Earlier this month, an agreement between the FBU, NFCC and FRSs saw 300 London Fire Brigade (LFB) firefighters drive ambulances and assist paramedics in London’s pandemic response, after last month’s news that firefighters would aim to protect the vulnerable in society by avoiding hospitals and care homes, as part of an agreed ‘critical risk-based service’.

Prior to that, FRS staff had been confirmed to be undertaking COVID-19 antigen testing, driving non blue light ambulance transport and non COVID patients, and training others to drive ambulances for the same services. Other activities ‘are being requested by partner organisations, which are still under discussion’, with negotiations on these to ‘continue over the coming days’.

Most recently last week, it was revealed that over 4,000 FRS staff have volunteered to assist the other key services during the pandemic, while a further 10,000 staff are ‘on standby to assist as and when required’, the NFCC stating this shows ‘how staff from across all fire services are ready, willing and able to play their part during the pandemic’. Staff are providing ‘direct support’ to NHS colleagues ‘working tirelessly to keep the public safe’.

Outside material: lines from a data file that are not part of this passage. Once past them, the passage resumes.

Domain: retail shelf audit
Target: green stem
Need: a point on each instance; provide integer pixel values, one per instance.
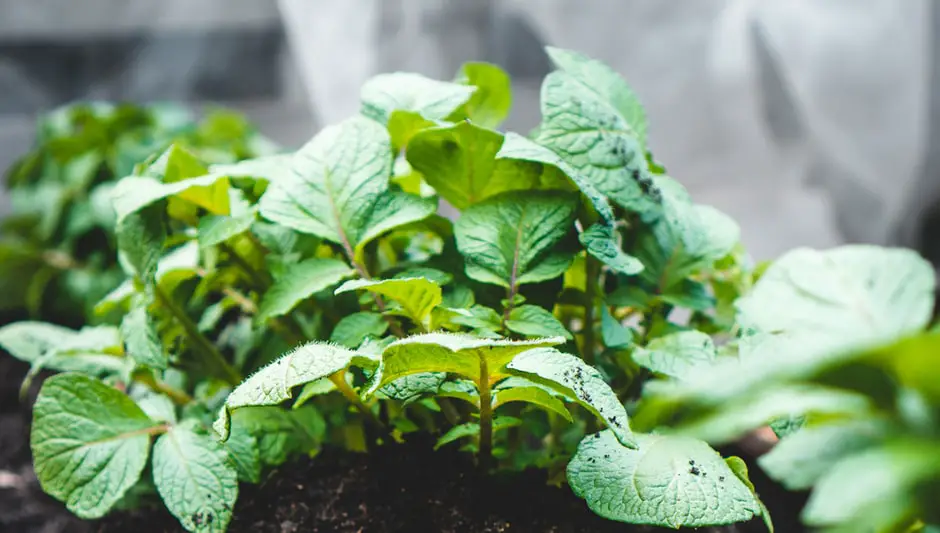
(210, 354)
(486, 416)
(592, 270)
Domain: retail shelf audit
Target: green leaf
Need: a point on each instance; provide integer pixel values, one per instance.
(801, 459)
(195, 479)
(667, 481)
(301, 281)
(516, 389)
(609, 86)
(751, 413)
(490, 103)
(401, 91)
(352, 329)
(512, 239)
(676, 355)
(848, 297)
(454, 353)
(417, 296)
(518, 148)
(579, 382)
(89, 443)
(599, 241)
(141, 340)
(338, 188)
(587, 131)
(534, 321)
(274, 383)
(472, 429)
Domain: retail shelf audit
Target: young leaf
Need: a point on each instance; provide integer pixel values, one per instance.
(274, 383)
(667, 481)
(677, 354)
(195, 479)
(609, 85)
(141, 340)
(401, 91)
(471, 429)
(578, 381)
(338, 188)
(352, 329)
(511, 239)
(301, 281)
(417, 296)
(489, 105)
(599, 241)
(454, 353)
(89, 443)
(534, 321)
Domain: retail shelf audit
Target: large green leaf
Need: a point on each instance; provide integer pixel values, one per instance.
(454, 353)
(417, 296)
(512, 239)
(489, 105)
(402, 91)
(579, 382)
(89, 443)
(196, 480)
(301, 281)
(274, 383)
(667, 481)
(677, 354)
(338, 188)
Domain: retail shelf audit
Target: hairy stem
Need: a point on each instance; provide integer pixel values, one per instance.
(211, 355)
(486, 416)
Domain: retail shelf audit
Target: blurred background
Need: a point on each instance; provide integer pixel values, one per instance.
(812, 122)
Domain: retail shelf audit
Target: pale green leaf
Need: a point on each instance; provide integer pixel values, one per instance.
(352, 329)
(534, 321)
(454, 353)
(403, 91)
(89, 442)
(607, 83)
(338, 188)
(274, 383)
(417, 296)
(676, 355)
(194, 477)
(141, 340)
(301, 281)
(489, 105)
(599, 241)
(667, 481)
(579, 382)
(512, 239)
(800, 459)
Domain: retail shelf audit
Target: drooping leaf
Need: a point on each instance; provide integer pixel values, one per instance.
(454, 353)
(274, 383)
(599, 241)
(579, 382)
(89, 443)
(534, 321)
(512, 239)
(489, 105)
(352, 329)
(195, 479)
(141, 340)
(401, 91)
(338, 188)
(417, 296)
(301, 281)
(677, 354)
(667, 481)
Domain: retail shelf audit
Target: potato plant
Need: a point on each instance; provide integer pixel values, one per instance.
(580, 313)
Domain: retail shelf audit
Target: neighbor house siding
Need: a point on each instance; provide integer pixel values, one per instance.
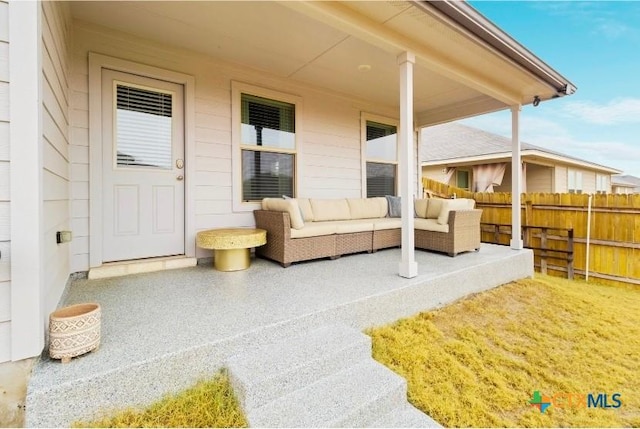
(329, 147)
(56, 21)
(539, 178)
(560, 179)
(5, 197)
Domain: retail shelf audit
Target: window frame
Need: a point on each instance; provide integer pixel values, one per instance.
(237, 89)
(464, 170)
(602, 179)
(384, 120)
(578, 181)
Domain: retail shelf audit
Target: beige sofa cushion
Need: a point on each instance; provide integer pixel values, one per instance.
(335, 209)
(430, 225)
(457, 204)
(421, 206)
(353, 225)
(290, 206)
(434, 207)
(387, 223)
(305, 208)
(367, 208)
(314, 229)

This most recent development has seen the three bodies agree that firefighters can build protective face shields for frontline NHS staff and care staff, and can also begin transferring patients from and to Nightingale hospitals, alongside packaging and repackaging food supplies. The FBU has ‘secured assurances’ that the latter task and the shield assembly ‘will not be undertaken for profit-making organisations’, and the new tasks will continue ‘for the duration of the coronavirus emergency’.

It also noted that appropriate personal protective equipment and risk assessments are mandatory for FRS staff undertaking these tasks, while any personnel ‘who do not wish to carry out the work will not be forced to do so’.

FBU general secretary Matt Wrack stated: ‘Our NHS and care staff are facing the fight of their lives, so firefighters are temporarily taking on sweeping new areas of work to help them through the crisis. That now includes transporting patients to and from Nightingale Hospitals and assembling vital protective equipment that the government has so far failed to provide in proper numbers.

‘After a decade of damage from austerity, public services can only get through this crisis by pulling together and our members are proud to step up to help. This pandemic is further proof that properly resourced public services are not only the foundations on which society is built but also the first line of defence when crises like this arrive.

‘Across the country, firefighters are already driving ambulances, delivering PPE and supplies, and moving the bodies of those who have tragically died. We hope these new areas of work will go further to help our fellow emergency services through this unprecedented crisis.’